Le mandat n'est pas seulement un grand film par son histoire, l'un des premiers en Afrique par un africain dans une langue africaine. Rien que pour cela, il mérite notre intérêt. Mais il l'est aussi par son propos et le regard critique et bienveillant qu'il porte sur son pays, à l'époque tout juste indépendant et encore en train de se chercher. En réalité, le film garde toute son actualité aujourd'hui. Peu de choses en changer à mon sens dans le rapport des Sénégalais à leur administration. Pas de jugement de valeur. L'ancien colonisateur a une indéniable part de responsabilité et la mise en scène d'un homme complètement perdu dans son propre pays en est la preuve éclatante, à commencer parce qu'il parle une langue dans laquelle il ne peut faire aucune démarche.

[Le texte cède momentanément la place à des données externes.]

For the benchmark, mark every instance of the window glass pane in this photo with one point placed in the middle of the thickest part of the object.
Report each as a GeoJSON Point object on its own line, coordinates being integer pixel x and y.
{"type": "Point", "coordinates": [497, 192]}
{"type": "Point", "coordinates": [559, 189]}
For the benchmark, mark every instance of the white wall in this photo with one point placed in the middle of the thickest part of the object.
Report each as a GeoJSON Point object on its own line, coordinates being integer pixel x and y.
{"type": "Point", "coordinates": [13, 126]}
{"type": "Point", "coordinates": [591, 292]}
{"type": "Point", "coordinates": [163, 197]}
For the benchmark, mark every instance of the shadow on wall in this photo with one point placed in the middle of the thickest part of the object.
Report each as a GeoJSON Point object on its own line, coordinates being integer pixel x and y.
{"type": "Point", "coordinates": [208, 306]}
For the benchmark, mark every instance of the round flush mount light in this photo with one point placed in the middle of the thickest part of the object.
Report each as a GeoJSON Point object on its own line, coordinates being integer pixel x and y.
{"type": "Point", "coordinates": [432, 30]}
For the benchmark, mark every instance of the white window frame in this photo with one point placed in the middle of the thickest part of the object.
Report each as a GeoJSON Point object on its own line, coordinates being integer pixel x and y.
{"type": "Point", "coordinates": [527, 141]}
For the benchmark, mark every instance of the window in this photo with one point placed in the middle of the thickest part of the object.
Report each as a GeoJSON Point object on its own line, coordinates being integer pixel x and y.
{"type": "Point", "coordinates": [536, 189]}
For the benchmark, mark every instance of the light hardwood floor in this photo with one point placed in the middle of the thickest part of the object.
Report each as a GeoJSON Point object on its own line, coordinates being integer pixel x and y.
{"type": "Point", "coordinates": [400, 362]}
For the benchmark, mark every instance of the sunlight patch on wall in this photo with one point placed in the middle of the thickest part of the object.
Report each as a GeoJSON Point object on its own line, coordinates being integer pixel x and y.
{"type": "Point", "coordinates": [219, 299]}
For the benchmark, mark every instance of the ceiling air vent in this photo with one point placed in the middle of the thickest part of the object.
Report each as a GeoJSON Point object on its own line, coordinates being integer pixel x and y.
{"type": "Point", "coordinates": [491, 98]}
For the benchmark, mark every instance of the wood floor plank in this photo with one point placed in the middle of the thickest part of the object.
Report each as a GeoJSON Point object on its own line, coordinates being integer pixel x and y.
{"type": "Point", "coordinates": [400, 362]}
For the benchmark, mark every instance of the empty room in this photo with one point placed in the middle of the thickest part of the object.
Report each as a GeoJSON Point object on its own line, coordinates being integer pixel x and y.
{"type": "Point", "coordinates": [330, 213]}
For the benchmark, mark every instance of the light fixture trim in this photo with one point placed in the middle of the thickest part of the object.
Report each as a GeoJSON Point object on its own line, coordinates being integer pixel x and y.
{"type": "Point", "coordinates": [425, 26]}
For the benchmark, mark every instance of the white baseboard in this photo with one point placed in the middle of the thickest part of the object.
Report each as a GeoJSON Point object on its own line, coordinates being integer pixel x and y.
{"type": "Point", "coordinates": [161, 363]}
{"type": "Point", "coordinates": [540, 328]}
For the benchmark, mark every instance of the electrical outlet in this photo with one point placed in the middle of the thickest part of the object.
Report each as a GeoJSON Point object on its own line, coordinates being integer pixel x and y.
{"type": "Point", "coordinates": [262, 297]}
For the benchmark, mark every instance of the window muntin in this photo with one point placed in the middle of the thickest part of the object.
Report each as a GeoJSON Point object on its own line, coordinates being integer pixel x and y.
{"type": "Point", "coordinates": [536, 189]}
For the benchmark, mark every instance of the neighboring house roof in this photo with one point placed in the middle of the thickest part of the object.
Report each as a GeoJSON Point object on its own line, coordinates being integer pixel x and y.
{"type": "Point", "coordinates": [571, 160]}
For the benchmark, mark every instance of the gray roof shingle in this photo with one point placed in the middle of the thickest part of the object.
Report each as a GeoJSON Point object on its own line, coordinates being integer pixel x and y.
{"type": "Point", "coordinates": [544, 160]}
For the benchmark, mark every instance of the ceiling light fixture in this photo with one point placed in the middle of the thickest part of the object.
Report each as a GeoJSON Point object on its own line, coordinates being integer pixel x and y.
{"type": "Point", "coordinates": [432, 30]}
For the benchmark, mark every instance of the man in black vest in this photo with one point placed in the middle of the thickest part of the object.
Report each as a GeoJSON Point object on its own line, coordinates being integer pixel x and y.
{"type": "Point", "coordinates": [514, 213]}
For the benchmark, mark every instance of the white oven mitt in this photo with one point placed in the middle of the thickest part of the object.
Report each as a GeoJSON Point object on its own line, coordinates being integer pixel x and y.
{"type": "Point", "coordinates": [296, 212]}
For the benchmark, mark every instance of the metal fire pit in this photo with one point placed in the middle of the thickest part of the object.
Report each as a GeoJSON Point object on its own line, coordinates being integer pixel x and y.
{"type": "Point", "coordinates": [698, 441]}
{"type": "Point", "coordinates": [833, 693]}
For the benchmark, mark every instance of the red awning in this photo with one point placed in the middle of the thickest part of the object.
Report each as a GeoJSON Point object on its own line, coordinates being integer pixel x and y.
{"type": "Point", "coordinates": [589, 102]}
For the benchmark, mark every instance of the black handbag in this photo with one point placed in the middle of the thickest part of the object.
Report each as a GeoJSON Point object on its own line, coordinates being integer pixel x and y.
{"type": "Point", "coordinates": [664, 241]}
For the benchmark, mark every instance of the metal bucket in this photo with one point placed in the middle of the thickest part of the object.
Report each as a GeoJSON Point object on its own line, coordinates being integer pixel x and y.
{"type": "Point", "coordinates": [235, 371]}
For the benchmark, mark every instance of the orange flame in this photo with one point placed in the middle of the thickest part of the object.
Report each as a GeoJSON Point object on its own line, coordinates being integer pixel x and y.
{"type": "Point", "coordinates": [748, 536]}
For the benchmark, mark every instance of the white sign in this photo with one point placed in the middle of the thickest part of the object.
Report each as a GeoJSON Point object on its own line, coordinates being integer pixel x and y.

Au delà de la découverte d'un pays, de ses ruelles, de ses scènes de la vie quotidienne, de personnages qui n'avaient jusqu'alors quasiment jamais été filmées, de son administration, le film tient beaucoup au scénario. En racontant l'histoire d'un homme qui reçoit un mandat pour retirer de l'argent, Sembène place son homme d'une soixantaine d'années, croyant fidèle et intégré dans la société, dans un monde kafkaïen qui le dépasse complètement. Et pour cause, il n'a pas de papier d'identité et récupérer son argent devient une quête existentielle, qui ira jusqu'à lui faire perdre la foi en l'humanité. Le film est tout à la fois comique, cruel et attendrissant. Le personnage principal gagne notre sympathie par sa bonhomie, son rapport aux autres, et la déchéance qui le menace et contre laquelle il ne peut lutter. Bien sûr, il a sa part de responsabilité, mais pas éduqué, il est dépassé, contrairement à tous les roublards qui tournent autour de lui et ne souhaitent qu'une chose, lui soutirer de l'argent. Il se retrouve isolé, pris au piège par la société, son entourage et l'Etat lointain et inaccessible. Le sort s'acharne, on en sort sonné pour lui.
Le film vaut aussi pour ses vues des rues de Dakar, le parfum d'une époque, la vie quotidienne montrée avec beaucoup d'acuité, le portrait qu'il donne du peuple Dakarois, si rarement porté à l'écran.